Tuesday, February 13, 2024

SECU: Consider This - Chapter 13: Esse Quam Videri - Payday Lending

 http://www.buckleshop.com/images/4571.jpg ... different by design.

Esse Quam Videri - "To be, rather than to seem." 

Where are we?  We know our members aren't convinced the credit union is something quite different from a bank - a different purpose, under different principles, with a different game plan. 

We know what members want from the credit union: convenience, consistency, service quality, lowest possible price. And, we know that telling members that we are different is not going to work - the "We are SECU" ads were a silly set back, "rebranding" appears to be little more than a box of different colored crayons, and the "bright and shiny people" on the website look like everybody else's "bright and shinies".  Much waste, without taste, ain't working!

SECU needs to prove it is different. Give up the "selfie-centered We" and focus on "They" - the members. Shut up and show them! That's what the next few days of Esse Quam Videri will be about. Examples of how SECU tried to create unicorn services for the members - with "They" not "We" - in mind. 

First up Payday Lending, which took off as a new financial segment a couple of years back.  Millions of folks started borrowing up to $500 as a short term loan to help make it to the end of the month. Interest rate? - somewhere between 300% and 800%! Now, before you get too snooty and judgemental, stop and go back and read SECU's "origin story" [here Chapter 5]. Isn't a loan until payday how SECU got started?

Short story, long; SECU "mimicked" the payday loan product, which we could see tens of thousands of the members were using each month. The SECU "Salary Advance Loan" (SALO) was a $500 max loan until payday, minimal underwriting (not bankrupt, on direct deposit, "be able to fog a mirror"), with an interest rate of 12%. Could SECU members see the difference between 12% and 300%? You betcha! SECU became the largest "payday lender" in North Carolina! SECU members saved millions of dollars in punitive interest rate costs by avoiding the payday lenders.

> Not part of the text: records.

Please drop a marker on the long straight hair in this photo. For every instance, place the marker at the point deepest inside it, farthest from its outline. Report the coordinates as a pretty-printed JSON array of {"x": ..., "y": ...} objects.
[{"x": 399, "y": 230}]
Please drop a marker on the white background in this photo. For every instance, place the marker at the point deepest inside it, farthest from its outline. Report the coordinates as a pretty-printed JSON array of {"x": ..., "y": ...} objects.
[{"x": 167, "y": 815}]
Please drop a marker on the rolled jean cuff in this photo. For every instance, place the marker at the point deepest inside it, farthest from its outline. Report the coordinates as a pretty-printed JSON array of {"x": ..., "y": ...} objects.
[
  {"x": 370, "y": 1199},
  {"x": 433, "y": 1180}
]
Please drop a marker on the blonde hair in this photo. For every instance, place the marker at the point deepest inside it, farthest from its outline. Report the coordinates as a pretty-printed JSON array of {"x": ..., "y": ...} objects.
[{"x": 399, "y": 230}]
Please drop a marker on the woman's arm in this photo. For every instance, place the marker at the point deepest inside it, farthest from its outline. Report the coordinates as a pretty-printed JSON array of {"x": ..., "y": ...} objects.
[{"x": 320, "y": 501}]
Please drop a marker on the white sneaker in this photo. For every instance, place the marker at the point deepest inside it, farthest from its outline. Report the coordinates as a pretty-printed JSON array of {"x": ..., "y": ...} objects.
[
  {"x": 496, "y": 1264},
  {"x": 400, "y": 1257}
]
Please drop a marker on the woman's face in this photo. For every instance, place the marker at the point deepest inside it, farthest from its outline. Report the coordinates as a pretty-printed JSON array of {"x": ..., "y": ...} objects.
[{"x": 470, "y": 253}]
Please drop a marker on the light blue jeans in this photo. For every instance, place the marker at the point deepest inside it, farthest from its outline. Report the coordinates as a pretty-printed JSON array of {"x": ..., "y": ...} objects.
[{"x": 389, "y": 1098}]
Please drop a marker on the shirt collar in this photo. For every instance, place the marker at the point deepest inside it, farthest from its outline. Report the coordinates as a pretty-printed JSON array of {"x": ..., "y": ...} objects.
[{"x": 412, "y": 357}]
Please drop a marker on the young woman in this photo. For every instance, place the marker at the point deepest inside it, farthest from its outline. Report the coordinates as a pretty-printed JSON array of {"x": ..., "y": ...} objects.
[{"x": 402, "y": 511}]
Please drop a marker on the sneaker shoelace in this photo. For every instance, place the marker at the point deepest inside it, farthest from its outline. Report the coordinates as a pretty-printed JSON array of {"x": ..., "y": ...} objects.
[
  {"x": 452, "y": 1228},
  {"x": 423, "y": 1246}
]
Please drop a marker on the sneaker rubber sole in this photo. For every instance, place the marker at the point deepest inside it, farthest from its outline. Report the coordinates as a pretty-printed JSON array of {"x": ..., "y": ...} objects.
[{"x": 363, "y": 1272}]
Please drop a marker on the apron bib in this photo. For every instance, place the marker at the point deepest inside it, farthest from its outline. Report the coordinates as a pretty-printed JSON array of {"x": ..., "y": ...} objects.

But there was a problem (definitely no proud SECU selfie for being the largest payday lender in N.C.!), because payday lending is a "financial trap" for members whether at 12% or 300%. Many members get caught up in the cycle - when payday rolls around, they don't have the funds to repay without renewing the loan again, and again, and again.  So, got 'em out of the high rate, now how to get them out of the financial trap?

SECU added the "mandatory" savings component. When you borrowed, you received $475 back and $25 went into a pledged savings account (yes members' were fine with that!). You can do the math; after @24 months the member had over $500 in the savings account to pay off the loan, break the cycle, and escape the pay day lending trap.

Over 100,000++ SECU members used the SALO program monthly. It was a logistical nightmare for the branches to handle at first, but got it figured out and automated over time. SECU members recognized "the difference", because it was real, their credit union was different (not "seemed"). The press picked up the story (the media told the SECU story, not "We"); and SECU loan department folks even got invited to an FDIC national conference to explain to bankers how to implement a SALO product - pretty sure none did!

Really want to know the truth about the power of unicorns? First, for you "Gekko financial types" [see Chapter 7 - Greed], the salary advance loan was the "most profitable loan" SECU made (and became less and less risky as the pledged savings account grew - get it?). 

But, here's the best part. You know payday loan/SALO borrowers, for the most part, had no savings, had no "rainy day" fund. When "something came up" in their lives (as it always does!), they had no fall back, no "rich uncle" to call!. A payday loan was often not the best option - it was the only option.  

The most wondrous difference about the SECU Salary Advance Loan? After 24 months, when encouraged to pay off the loan from the pledged savings account; many members refused! Members said:  "No, just leave it be, I'll work out the loan. I have never had any savings, never thought I could. I'm really proud to have it, I feel different, I am more in control of my life. "

Small victory? Maybe so. Guess it depends on how you view your purpose in life, view other people, and how you view the purpose of your credit union. "To be, rather than to seem"?

... And just for the record, the balances in those SECU SALO savings accounts at the end of December, 2023? ... $52,920,079.95!  Esse Quam!